Re: [Maria-developers] a4be420c920: MDEV-19235 MariaDB Server compiled for 128 Indexes crashes at startup
Hi, Vladislav! Thanks. That's pretty much the solution I had in mind too :) A couple of comments on details below. I've only commented on sql_bitmap.h, everything else is fine. On May 08, Vladislav Vaintroub wrote:
revision-id: a4be420c920 (mariadb-10.4.4-25-ga4be420c920) parent(s): ee4a2fef181 author: Vladislav Vaintroub <wlad@mariadb.com> committer: Vladislav Vaintroub <wlad@mariadb.com> timestamp: 2019-04-17 17:17:06 +0100 message:
MDEV-19235 MariaDB Server compiled for 128 Indexes crashes at startup
With MAX_INDEXIES=64(default), key_map=Bitmap<64> is just a wrapper around ulonglong and thus "trivial" (can be bzero-ed, or memcpy-ed, and stays valid still)
With MAX_INDEXES=128, key_map = Bitmap<128> is not a "trivial" type anymore. The implementation uses MY_BITMAP, and MY_BITMAP contains pointers which make Bitmap invalid, when it is memcpy-ed/bzero-ed.
The problem in 10.4 is that there are many new key_map members, inside TABLE or KEY, and those are often memcopied and bzeroed
The fix makes Bitmap "trivial", by inlining most of MY_BITMAP functionality. pointers/heap allocations are not used anymore.
diff --git a/sql/sql_bitmap.h b/sql/sql_bitmap.h index 705a8d169e1..74866336a1a 100644 --- a/sql/sql_bitmap.h +++ b/sql/sql_bitmap.h @@ -25,73 +25,184 @@
#include <my_sys.h> #include <my_bitmap.h> +#include <my_bit.h>
template <uint width> class Bitmap { - MY_BITMAP map; +public: uint32 buffer[(width+31)/32];
Why is it public?
public: - Bitmap() { init(); } + Bitmap():buffer()
What does that do?
+ { + } - Bitmap(const Bitmap& from) { *this=from; } - explicit Bitmap(uint prefix_to_set) { init(prefix_to_set); } + explicit Bitmap(uint prefix_to_set):buffer() + { + set_prefix(prefix_to_set); + } - void init() { my_bitmap_init(&map, buffer, width, 0); } - void init(uint prefix_to_set) { init(); set_prefix(prefix_to_set); } uint length() const { return width; } - Bitmap& operator=(const Bitmap& map2) - { + void init() + { + clear_all(); + } + void init(uint prefix_to_set) + { init(); - memcpy(buffer, map2.buffer, sizeof(buffer)); - return *this; + set_prefix(prefix_to_set);
I wonder whether init() method is still needed. You've removed it from the constructor. And if there's any other code that uses it, I'd rather it'd be using clear_all().
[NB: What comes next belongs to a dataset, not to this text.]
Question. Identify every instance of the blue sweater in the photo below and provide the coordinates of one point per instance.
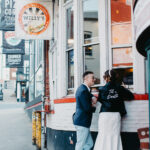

} - void set_bit(uint n) { bitmap_set_bit(&map, n); } + void set_bit(uint n) + { + DBUG_ASSERT(n < width); + ((uchar*)buffer)[n / 8] |= (1 << (n & 7)); + } - void clear_bit(uint n) { bitmap_clear_bit(&map, n); } + void clear_bit(uint n) + { + DBUG_ASSERT(n < width); + ((uchar*)buffer)[n / 8] &= ~(1 << (n & 7)); + } - void set_prefix(uint n) { bitmap_set_prefix(&map, n); } + void set_prefix(uint prefix_size) + { + set_if_smaller(prefix_size, width); + uint prefix_bytes, prefix_bits, d; + uchar* m = (uchar*)buffer; + + if ((prefix_bytes = prefix_size / 8)) + memset(m, 0xff, prefix_bytes); + m += prefix_bytes; + if ((prefix_bits = prefix_size & 7)) + { + *(m++) = (1 << prefix_bits) - 1; + // As the prefix bits are set, lets count this byte too as a prefix byte. + prefix_bytes++; + } + if ((d = (width + 7) / 8 - prefix_bytes)) + memset(m, 0, d); + } - void set_all() { bitmap_set_all(&map); } + void set_all() + { + set_prefix(width);
may be better to optimize it? memset(buffer, 0xff, sizeof(buffer) - 1); ((uchar*)buffer)[sizeof(buffer)-1] = last_byte_mask(width);
+ } - void clear_all() { bitmap_clear_all(&map); } + void clear_all() + { + memset(buffer, 0x00, sizeof(buffer)); + } - void intersect(Bitmap& map2) { bitmap_intersect(&map, &map2.map); } + void intersect(Bitmap & map2) + { + for (uint i = 0; i < array_elements(buffer); i++) + buffer[i] &= map2.buffer[i]; + } - void intersect(ulonglong map2buff) - { - // Use a spearate temporary buffer, as bitmap_init() clears all the bits. - ulonglong buf2; - MY_BITMAP map2; - - my_bitmap_init(&map2, (uint32 *) &buf2, sizeof(ulonglong) * 8, 0); - - // Store the original bits. - if (sizeof(ulonglong) >= 8) - { - int8store(const_cast<uchar *>(static_cast<uchar *> - (static_cast<void *>(&buf2))), - map2buff); - } - else - { - DBUG_ASSERT(sizeof(buffer) >= 4); - int4store(const_cast<uchar *>(static_cast<uchar *> - (static_cast<void *>(&buf2))), - static_cast<uint32>(map2buff)); - } - bitmap_intersect(&map, &map2); - } + void intersect_and_pad(ulonglong map2buff, bool pad_with_ones)
make it private?
+ { + compile_time_assert(sizeof(ulonglong) == 8); + uint32 tmp[2]; + int8store(tmp, map2buff); + if (array_elements(buffer) > 2 && pad_with_ones) + set_all();
really? I'd expect that if pad_with_ones==true, you simply don't need to do anything to the rest of the buffer.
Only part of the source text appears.